陈安有些乏味地想,可惜了,如今他难保自身,只能弢迹匿光,敬小慎微,不然这般热闹,他定是要凑上一手的。
一番思前算后,找人寻了个空房,扔了领带,仰身倒在床上。良久,青年擡手掩住眼前光亮,连带着那抹隐晦难平的心绪,仿佛也被一同压入黑暗中去了。
欢宴正酣,廊道和喧闹的席座隔绝成两个方地。
一道摇曳的身影投在铺着实木地板的过道上,廊间响起高跟鞋慢悠悠的声音。
尹曼凝想,陈巍垣真该低头多看看他这个弟弟,十五岁就知道扒丝牵线的人,又哪里是他口中的卑下废物。
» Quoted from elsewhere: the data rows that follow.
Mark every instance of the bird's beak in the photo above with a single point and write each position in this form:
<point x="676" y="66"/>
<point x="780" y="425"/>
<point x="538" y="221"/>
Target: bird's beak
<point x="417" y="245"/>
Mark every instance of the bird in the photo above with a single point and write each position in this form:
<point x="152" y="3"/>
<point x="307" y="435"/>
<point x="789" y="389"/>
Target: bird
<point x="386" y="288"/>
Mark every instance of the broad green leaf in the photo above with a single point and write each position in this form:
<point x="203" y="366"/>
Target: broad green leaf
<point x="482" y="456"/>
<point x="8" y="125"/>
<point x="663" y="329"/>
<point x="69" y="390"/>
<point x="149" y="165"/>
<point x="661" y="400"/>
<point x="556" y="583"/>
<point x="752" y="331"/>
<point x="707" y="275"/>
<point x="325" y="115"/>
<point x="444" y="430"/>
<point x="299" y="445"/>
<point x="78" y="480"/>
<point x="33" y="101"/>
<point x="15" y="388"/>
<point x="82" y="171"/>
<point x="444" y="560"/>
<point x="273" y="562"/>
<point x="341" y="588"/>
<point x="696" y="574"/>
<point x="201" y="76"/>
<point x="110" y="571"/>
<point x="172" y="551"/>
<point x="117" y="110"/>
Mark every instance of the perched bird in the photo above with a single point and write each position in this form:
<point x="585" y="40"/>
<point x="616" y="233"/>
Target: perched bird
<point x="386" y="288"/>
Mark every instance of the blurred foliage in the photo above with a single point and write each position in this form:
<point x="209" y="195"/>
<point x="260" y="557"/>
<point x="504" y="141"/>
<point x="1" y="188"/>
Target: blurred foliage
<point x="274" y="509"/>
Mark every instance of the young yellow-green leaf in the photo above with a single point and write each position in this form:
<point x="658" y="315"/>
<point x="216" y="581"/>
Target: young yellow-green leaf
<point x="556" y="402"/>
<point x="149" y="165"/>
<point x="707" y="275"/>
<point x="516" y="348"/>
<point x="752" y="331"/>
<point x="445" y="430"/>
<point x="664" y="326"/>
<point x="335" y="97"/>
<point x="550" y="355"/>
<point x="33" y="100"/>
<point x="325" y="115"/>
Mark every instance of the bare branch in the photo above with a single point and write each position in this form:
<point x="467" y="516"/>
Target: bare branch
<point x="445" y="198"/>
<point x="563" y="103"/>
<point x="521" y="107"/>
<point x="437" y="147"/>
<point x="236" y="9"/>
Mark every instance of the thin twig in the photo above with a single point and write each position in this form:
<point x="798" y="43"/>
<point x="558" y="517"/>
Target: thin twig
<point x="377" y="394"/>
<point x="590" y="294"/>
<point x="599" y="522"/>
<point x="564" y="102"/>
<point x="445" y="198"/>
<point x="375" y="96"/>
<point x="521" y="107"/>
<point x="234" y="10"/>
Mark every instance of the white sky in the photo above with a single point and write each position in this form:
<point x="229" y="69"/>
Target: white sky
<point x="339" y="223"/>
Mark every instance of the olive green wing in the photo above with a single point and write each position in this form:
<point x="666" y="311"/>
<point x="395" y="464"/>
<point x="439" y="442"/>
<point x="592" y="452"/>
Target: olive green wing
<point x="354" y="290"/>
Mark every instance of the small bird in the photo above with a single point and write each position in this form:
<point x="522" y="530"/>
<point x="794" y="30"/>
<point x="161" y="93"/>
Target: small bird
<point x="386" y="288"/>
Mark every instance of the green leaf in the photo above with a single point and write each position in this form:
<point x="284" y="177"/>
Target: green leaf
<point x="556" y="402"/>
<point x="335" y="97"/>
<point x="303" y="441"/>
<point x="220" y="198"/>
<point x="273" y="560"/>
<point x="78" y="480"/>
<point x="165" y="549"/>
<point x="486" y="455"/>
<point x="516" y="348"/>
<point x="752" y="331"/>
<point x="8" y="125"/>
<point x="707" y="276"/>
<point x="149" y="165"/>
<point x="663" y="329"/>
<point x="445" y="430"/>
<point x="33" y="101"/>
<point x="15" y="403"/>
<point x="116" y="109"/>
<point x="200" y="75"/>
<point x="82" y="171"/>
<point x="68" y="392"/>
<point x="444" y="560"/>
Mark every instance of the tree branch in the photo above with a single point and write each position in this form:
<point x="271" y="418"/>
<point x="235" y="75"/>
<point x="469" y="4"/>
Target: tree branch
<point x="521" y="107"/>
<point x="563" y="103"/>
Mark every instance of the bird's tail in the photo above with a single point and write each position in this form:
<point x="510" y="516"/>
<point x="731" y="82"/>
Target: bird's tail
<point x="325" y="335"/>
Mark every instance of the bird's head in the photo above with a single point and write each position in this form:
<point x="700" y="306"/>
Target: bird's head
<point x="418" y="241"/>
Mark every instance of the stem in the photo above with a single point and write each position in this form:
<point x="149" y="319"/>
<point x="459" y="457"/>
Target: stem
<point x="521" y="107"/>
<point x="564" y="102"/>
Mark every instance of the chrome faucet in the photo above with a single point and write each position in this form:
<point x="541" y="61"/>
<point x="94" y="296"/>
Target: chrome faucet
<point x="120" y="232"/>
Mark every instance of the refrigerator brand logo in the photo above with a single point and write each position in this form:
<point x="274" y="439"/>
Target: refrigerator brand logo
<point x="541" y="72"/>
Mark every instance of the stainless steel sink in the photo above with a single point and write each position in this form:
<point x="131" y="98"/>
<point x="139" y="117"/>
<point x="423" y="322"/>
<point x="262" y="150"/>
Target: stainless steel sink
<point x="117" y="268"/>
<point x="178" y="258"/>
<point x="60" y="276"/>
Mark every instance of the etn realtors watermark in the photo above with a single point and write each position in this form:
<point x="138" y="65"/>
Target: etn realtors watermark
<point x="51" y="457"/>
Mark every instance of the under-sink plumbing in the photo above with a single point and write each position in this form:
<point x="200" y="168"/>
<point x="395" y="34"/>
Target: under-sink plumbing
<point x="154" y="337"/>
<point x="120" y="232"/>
不过,这与她有什么关系呢,她只是一个被吓坏的可怜人罢了。
宴会上,纪玉怀刚入座,席上的税务处李处长便摸着下胡道:“玉怀再不过来,我看尹老弟就要亲自去找了。”
周围人听完看着尹章和他身边的隽拔后生露出心照不宣的笑。
看尹章的模样,像是对此子颇为照拂。
年纪轻轻就在江州一带做得风生水起,举杯谈笑间也是游刃有馀,现下更是得了尹章的青眼,啧啧,前途无量啊。
又想到尹家秀外慧中的女儿,颇有林下风范,那可是雁陵多少勋贵人家惦记的子妇,看来八成是要落了江州。
“晚辈失礼。”被一众长辈调侃,之前推杯换盏颇为自如的年青人此刻却是露了几分拘束:“回来的路上正好遇到了尹家小姐,闲聊了一会儿。”
周遭调侃目光更甚,尹章笑着抿酒不语。
“年青人嘛,现在时新的东西也杂,总归多的是能聊的。”坐在李处长对面的祺云布庄东家接腔道,“来来来,听说这可是盛兴酒庄新得的方子,诸位可别浪费了。”
席上又碰起杯来。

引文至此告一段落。